AT&T;'s breakup 14 years ago and the enactment of the 1996 Telecommunications Act were intended to spur competition and innovation in the nation's telephone and telecommunications service. The proposed merger of two Baby Bell companies, SBC Communications Inc. and Ameritech Corp., raises the possibility that the nation won't fully realize the full benefits of telephone deregulation.
Vigorous competition exists in certain telecommunications markets, such as long distance and wireless communications. Customers in these markets now have lower rates and better services. The same benefits of AT&T;'s breakup have yet to be realized in most local phone service markets because the Baby Bells have been able to maintain their monopolies.
Congress wanted the 1996 legislation to encourage more local phone competition, not the development of larger local monopolies.

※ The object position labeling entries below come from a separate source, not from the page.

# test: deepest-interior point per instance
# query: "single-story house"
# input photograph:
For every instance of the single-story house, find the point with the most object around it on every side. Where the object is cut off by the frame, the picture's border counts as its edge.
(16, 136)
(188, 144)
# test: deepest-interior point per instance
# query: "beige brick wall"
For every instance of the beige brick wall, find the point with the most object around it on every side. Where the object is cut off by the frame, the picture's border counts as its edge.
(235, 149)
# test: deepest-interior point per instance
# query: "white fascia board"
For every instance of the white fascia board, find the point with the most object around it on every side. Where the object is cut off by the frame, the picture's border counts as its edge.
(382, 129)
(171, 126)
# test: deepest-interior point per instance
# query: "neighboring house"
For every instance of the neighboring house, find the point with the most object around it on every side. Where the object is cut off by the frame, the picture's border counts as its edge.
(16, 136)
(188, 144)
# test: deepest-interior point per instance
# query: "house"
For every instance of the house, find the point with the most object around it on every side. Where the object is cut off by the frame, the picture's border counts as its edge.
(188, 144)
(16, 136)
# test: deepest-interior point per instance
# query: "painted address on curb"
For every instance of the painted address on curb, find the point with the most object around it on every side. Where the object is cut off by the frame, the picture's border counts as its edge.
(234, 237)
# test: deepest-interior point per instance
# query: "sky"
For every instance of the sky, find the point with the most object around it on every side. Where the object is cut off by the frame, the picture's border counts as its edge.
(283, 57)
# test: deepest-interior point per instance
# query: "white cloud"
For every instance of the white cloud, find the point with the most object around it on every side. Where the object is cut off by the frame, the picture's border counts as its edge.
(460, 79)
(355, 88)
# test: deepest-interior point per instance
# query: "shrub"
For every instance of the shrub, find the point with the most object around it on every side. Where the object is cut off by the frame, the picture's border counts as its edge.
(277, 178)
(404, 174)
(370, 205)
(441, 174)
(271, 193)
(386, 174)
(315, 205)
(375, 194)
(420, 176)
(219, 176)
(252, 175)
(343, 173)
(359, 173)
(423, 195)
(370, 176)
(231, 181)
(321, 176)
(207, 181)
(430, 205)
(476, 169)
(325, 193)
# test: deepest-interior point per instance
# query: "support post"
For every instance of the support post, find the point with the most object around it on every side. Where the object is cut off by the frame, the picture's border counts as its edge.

The Federal Communications Commission is struggling to assemble the regulations necessary to open these markets. Two years ago it issued a 700-page order, but Baby Bells have challenged it. The Supreme Court is expected to rule next year.
SBC's executives believe the local monopolies may exist for some time and want to own as many of those local lines as possible. The company has already purchased Pacific Telesis, which provided local service in much of California and all of Nevada. Its acquisition of Southern New England Telecommunications Corp. is still pending before regulators. By acquiring Ameritech, SBC will gain control over millions of local customers in the five Midwest states and control about one-third of the nation's local phone customers.
Entry into the long distance market has been relatively easy, judging by the number of carriers available to customers. Although business customers may have choices for local phone service, and competition among wireless phone companies is intense, most residential customers still have only one choice for their phone service.
In considering the SBC-Ameritech merger, the FCC needs to impose conditions that would encourage local competition in the merged company's service area. The other alternative is to for Congress to bypass the FCC and its embattled regulations and pass the necessary legislation that would allow more open markets for local phone service.